DIÁRIO DE UMA EX-FUMANTE
Sinto-me
ainda no clima da Jornada Nacional de Literatura. Dentre muitas atividades de
que participei, uma das mais emocionantes e significativas foi o lançamento do
livro O Imortal Moacyr Scliar, com trabalhos selecionados no V Concurso
Literário da Academia Passo-Fundense de Letras. O trabalho foi coordenado pelas
acadêmicas Dilse Piccin Corteze e Elisabeth Souza Ferreira.
Compareceram
ao lançamento os estudantes que escreveram resenhas, biografias, textos
criativos e poemas sobre Moacyr Scliar, assim como as professoras que
impulsionaram seus alunos e, principalmente, pais. Esses sempre me inspiram!
Pelo
jeito feliz daqueles pais em olhar seus filhos recebendo menções honrosas,
subindo ao palco do Café Literário e depois autografando os livros que eles
produziram, podia-se perceber que eram pais especiais. Em minha trajetória de
voluntária da Escola de Pais do Brasil, pude conhecer aqueles que educam para a
emancipação. E alguns deles estavam lá, aplaudindo seus adolescentes lindos.
Filhos
educados com muitos aplausos e poucas críticas são mais seguros e felizes. Não
temem mostrar as coisas que fazem por que são encorajados por adultos que não
só os amam, mas são inteligentes. E inteligência independe de quantos anos se frequenta
a escola. Os pais inteligentes empurram pra frente e confiam.
Quando
tudo acabou percebi que estava em um lugar mágico. A Jornada é feita de lonas,
de pavilhões. No entorno havia banheiros químicos e no Portal das Linguagens,
banheiros convencionais. Esses eu nunca encontrei sujos, juro! Colocaram muitas
lixeiras em todos os lugares, que foram usadas, não à perfeição, mas de maneira
satisfatória e encontrei pouquíssimos toquinhos de cigarros no chão.
Estamos
ou não estamos evoluindo? Estamos cuidando melhor de tudo, não só do que é
nosso. Parabéns para a Literatura que foi a rainha da semana e parabéns para
nós que a reverenciamos.
DIÁRIO DE UMA EX-FUMANTE
Há
assuntos que vêm à baila e que mexem conosco. Hoje no Fantástico trouxeram o
projeto de lei que ainda dorme em algum lugar do senado e que se chama Lei da
Palmada. Já discuti este projeto em várias instâncias e sei que nem de longe é
unanimidade.
Ao
ouvir o povo a respeito da palmada lembrei de que há alguns anos era comum
fumar em qualquer ambiente. Tínhamos professores fumantes, colegas fumantes e, apesar de desagradável, não era
estranho o fato de fumarem em aula. Lembro que nunca fui proibida de fumar em
qualquer emprego que tive. Foi
necessário que se fizessem leis para que acabasse a farra do cigarro em lugares fechados.
A
proibição ao cigarro foi contestada, argumentou-se que a lei feria a liberdade
individual, o direito de exercer uma atividade que não causa alucinação, nem
diminuição de capacidades físicas. Pensou-se na época que a lei não “pegaria”.

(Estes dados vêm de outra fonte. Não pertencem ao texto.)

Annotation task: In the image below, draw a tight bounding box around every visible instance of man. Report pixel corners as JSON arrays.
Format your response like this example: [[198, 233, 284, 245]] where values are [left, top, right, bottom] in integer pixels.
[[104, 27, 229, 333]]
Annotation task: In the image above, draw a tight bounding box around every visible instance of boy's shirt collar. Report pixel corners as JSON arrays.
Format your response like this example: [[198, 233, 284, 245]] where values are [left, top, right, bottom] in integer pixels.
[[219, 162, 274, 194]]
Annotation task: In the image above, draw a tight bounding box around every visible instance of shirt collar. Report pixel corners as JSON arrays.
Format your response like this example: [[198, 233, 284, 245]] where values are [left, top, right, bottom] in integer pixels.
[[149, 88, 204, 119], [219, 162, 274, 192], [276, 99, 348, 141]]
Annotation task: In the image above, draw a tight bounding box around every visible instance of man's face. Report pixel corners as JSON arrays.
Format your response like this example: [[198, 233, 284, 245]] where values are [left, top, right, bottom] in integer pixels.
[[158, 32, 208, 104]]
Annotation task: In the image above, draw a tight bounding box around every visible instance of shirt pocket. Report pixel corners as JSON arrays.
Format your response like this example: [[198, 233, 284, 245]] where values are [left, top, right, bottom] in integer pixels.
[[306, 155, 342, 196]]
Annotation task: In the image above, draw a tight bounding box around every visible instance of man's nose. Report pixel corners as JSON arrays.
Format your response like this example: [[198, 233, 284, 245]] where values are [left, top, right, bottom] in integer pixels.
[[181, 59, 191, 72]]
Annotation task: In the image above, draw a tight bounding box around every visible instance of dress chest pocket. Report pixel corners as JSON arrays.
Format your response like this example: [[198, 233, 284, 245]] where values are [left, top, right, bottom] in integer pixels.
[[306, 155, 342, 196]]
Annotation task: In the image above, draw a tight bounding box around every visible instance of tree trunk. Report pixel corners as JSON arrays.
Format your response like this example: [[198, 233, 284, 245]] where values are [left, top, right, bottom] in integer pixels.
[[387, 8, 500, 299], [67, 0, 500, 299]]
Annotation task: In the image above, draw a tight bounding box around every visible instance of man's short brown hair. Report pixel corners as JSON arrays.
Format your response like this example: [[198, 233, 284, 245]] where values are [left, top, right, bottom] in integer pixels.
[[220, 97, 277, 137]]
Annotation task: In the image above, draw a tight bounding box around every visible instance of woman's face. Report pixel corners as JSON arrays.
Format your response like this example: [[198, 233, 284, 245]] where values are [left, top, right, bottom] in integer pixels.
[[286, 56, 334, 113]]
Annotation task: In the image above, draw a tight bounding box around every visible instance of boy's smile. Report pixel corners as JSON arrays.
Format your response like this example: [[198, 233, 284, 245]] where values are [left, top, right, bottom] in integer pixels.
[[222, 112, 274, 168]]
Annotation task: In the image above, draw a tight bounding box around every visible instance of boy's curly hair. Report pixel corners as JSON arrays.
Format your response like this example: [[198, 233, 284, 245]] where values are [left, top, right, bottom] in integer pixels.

Ela foi taxada de desnecessária e autoritária.
Há
vinte anos, em todos os lugares havia avisos de Proibido Fumar. Hoje podemos
até nem ver aviso algum, mas incorporamos à nossa vida o que a lei trouxe para
mudar nossos hábitos e nossos conceitos sobre o assunto e vivemos agora com
muito mais limpeza, pelo menos no ar, por que o chão em alguns lugares é um
horror.
Com
a lei da palmada, penso, acontecerá a mesma coisa. A punição física é
perniciosa, ela fere o que uma pessoa tem de mais caro que é sua integridade
física e moral, costuma descambar para a pancadaria e não faz bem nem para quem
bate, nem para quem apanha.
Espero
que daqui a alguns anos a gente possa contar às pessoas que lá por dois mil e
treze as pessoas ainda batiam em crianças e, pior, com o intuito de educa-las.
Espero que as pessoas sabedoras desse fato fiquem muito horrorizadas e não haja
mais necessidade de que conselhos tutelares interferiram no direito que cada
família tem à privacidade.
Sei
que é polêmico o que estou trazendo, mas acredito que há leis civilizatórias e
necessárias quando não conseguimos evoluir sem um empurrãozinho.